🤖 AI Summary
This work addresses the challenges of high startup latency and low query efficiency in graph analytics under lakehouse architectures. The authors propose a lakehouse-native graph processing engine that maps lakehouse tables to vertex and edge types in a property graph and enables efficient querying through GSQL. Key innovations include loading only graph topology to accelerate system initialization, designing a graph-aware caching mechanism, and developing two lakehouse-optimized parallel primitives for graph computation. Experimental evaluation demonstrates that the proposed system significantly outperforms PuppyGraph—the current state-of-the-art—in both startup time and query latency across a range of workloads.
📝 Abstract
In this paper, we introduce GraphLake, a purpose-built graph compute engine for Lakehouse.

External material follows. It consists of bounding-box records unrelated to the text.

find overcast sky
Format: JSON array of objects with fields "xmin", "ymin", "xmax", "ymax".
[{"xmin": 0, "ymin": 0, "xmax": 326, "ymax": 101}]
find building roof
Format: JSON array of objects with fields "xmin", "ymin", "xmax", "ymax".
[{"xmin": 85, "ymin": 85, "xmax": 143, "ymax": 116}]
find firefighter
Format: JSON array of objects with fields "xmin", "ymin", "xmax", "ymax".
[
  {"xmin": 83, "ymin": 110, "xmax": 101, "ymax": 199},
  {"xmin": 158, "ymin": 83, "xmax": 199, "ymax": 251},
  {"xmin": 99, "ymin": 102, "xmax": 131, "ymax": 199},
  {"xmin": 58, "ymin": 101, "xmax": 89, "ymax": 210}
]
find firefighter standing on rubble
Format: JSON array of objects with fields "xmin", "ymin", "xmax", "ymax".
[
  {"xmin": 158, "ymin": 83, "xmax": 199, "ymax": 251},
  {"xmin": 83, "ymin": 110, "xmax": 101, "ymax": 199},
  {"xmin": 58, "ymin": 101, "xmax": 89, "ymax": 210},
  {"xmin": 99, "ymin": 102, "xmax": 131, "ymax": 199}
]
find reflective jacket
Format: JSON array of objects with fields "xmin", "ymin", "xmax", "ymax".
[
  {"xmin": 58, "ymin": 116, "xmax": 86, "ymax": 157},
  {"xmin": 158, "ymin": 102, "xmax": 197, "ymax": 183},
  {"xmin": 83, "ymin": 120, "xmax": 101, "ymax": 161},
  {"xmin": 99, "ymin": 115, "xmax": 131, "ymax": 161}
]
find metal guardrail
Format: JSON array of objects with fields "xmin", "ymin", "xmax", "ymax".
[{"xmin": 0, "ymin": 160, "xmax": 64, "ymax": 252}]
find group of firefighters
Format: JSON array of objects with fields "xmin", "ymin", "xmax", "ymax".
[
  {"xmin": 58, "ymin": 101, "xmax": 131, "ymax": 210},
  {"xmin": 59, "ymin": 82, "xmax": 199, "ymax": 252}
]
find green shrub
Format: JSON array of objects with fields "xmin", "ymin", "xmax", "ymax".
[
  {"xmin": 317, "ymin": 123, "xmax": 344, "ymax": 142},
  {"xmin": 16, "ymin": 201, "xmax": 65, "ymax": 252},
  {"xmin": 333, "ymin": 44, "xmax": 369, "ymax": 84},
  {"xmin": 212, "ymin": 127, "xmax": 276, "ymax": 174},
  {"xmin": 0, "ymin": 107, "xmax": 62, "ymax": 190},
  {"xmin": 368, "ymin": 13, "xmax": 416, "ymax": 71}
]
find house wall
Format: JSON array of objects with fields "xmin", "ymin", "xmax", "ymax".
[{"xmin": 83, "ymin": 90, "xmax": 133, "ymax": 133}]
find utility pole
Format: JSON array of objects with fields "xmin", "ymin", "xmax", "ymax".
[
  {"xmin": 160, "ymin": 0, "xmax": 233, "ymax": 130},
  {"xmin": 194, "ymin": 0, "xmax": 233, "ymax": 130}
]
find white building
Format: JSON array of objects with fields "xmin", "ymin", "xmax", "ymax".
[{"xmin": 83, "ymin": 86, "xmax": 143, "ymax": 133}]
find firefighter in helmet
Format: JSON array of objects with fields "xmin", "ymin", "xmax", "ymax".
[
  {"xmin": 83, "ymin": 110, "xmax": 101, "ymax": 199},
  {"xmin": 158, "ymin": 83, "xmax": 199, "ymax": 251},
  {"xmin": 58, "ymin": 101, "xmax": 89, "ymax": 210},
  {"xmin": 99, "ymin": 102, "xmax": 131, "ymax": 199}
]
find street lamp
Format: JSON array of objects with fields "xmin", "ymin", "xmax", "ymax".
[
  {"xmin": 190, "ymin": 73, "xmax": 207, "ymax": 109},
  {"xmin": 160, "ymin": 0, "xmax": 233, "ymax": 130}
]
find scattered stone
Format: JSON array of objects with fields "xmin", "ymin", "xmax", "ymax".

GraphLake is built on top of the commercial graph database TigerGraph. It maps Lakehouse tables to vertex and edge types in a labeled property graph and supports graph analytics over Lakehouse tables using GSQL. To minimize startup time, it loads only the graph topology. Furthermore, it introduces a series of techniques to ensure query efficiency over Lakehouse tables, including a graph-aware caching mechanism and two Lakehouse-optimized parallel primitives. Extensive experiments demonstrate that GraphLake significantly outperforms PuppyGraph, the current state-of-the-art graph compute engine for Lakehouse, by achieving both lower startup and query time.